Has anyone, maybe Norm in his vast experience, ever built a device to do this.
RonW
I am quite baffled to be associated with full size, 12" inches to the foot sort of thing. Maybe there is confusion with another Norman Atkinson who wrote the biography of that great engineer Sir Joseph Whitworth.
As I have said- far too many times that I was a 'bean counter' until the age of 55 and at that point had enough of my version of the rat race and retired- for longer than I had ever worked.
As a MODEL( Apologies Cogsy but the message must be forced home) engineer, it seems fairly easy to assume that with sufficient horse power, people can move away from single point machining. I'm always ashamed to find that I agree with a leading expert in model engineering that people 'ask the the same silly questions and get the same silly answers' I'm like him, I spend far too much time having to work things out for myself.

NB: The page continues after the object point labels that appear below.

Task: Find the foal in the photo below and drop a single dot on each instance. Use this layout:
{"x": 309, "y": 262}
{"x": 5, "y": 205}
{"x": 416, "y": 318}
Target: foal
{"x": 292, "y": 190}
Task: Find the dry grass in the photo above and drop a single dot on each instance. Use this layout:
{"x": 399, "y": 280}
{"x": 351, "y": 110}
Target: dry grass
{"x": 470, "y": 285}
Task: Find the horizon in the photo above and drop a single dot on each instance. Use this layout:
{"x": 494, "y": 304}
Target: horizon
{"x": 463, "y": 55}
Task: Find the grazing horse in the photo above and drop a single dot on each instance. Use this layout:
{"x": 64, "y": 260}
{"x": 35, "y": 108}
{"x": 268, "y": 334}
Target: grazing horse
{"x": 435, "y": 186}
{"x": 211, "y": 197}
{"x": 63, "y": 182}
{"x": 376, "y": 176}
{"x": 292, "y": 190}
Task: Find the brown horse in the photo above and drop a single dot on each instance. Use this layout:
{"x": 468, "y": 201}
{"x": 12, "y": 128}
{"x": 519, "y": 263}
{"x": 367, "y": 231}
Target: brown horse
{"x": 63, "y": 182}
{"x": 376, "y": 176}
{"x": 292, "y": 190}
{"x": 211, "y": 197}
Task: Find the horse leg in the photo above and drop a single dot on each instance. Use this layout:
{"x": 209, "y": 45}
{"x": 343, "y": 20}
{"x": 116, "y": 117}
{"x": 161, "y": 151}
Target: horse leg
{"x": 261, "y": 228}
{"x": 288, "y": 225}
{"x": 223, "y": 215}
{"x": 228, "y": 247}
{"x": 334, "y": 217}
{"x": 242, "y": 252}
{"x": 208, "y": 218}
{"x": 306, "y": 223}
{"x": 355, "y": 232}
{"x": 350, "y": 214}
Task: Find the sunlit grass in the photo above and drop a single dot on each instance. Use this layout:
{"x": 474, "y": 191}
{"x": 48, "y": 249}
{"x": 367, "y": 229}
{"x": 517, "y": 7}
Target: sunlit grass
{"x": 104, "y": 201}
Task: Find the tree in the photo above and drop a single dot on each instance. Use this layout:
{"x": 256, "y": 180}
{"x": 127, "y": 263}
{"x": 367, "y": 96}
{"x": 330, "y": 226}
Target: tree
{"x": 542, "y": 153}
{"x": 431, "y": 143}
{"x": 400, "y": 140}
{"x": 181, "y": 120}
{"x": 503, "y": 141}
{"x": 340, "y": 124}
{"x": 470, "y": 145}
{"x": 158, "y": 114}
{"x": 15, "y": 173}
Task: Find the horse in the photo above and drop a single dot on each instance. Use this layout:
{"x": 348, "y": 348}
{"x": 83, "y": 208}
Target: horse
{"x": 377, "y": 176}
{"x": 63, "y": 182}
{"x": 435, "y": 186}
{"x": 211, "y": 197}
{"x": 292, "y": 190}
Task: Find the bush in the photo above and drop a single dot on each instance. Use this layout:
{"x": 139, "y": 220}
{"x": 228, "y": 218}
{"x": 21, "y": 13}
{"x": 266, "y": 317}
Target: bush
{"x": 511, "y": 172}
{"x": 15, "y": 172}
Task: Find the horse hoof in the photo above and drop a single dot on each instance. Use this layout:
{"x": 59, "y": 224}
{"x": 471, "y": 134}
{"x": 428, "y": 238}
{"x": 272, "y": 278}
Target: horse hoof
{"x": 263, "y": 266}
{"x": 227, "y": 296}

As both gentlemen have have Myford ML7's, it is fair to mention that another L7 owner made a good living out of his highly modified lathe- screwcutting- and probably very little in royalties. As far as I am aware he bought half a Myford and added a One horse motor and a half horse one and drove his version with old traditional line shafting. He was too poor to finalise Patent applications or bu any tools and made and describe how he built up his workshop with fabricated mild steel sections rather than castings which he hated.
Thinking back, people do create threads with dies and looking a m sets of BA ones, they cut threads- one following the other whilst my other assorted stuff is three fold. Harking back to the 7 Series Myfords, the tailstocks have three start threads in the tailstock poppet. No doubt that they were cut at -one operation.
Returning to myself, I have travelled fairly extensively in Europe, a bit in America and Canada and not enough in the Far East. In the UK and Europe we bought property but Far from the Madding Crowd of Industry. On my wife's death, I sold up, ensured that my grandchildren would also benefit as well as my children with better educations that I was previously subject to. As a bean counter, I am constantly aware of the problems of inheritance and simply and also the need to extend charity to those who haven't been quite as lucky as myself.
So I've little time to brood especially on questions which have been discussed time without number- and which are still largely ignored.
Now at almost 90, I have real problems which only the fortunate amongst you will experience.
I hope that this goes somewhere to clear the matter and frankly, if it doesn't, it's only a hobby and should be treated as such.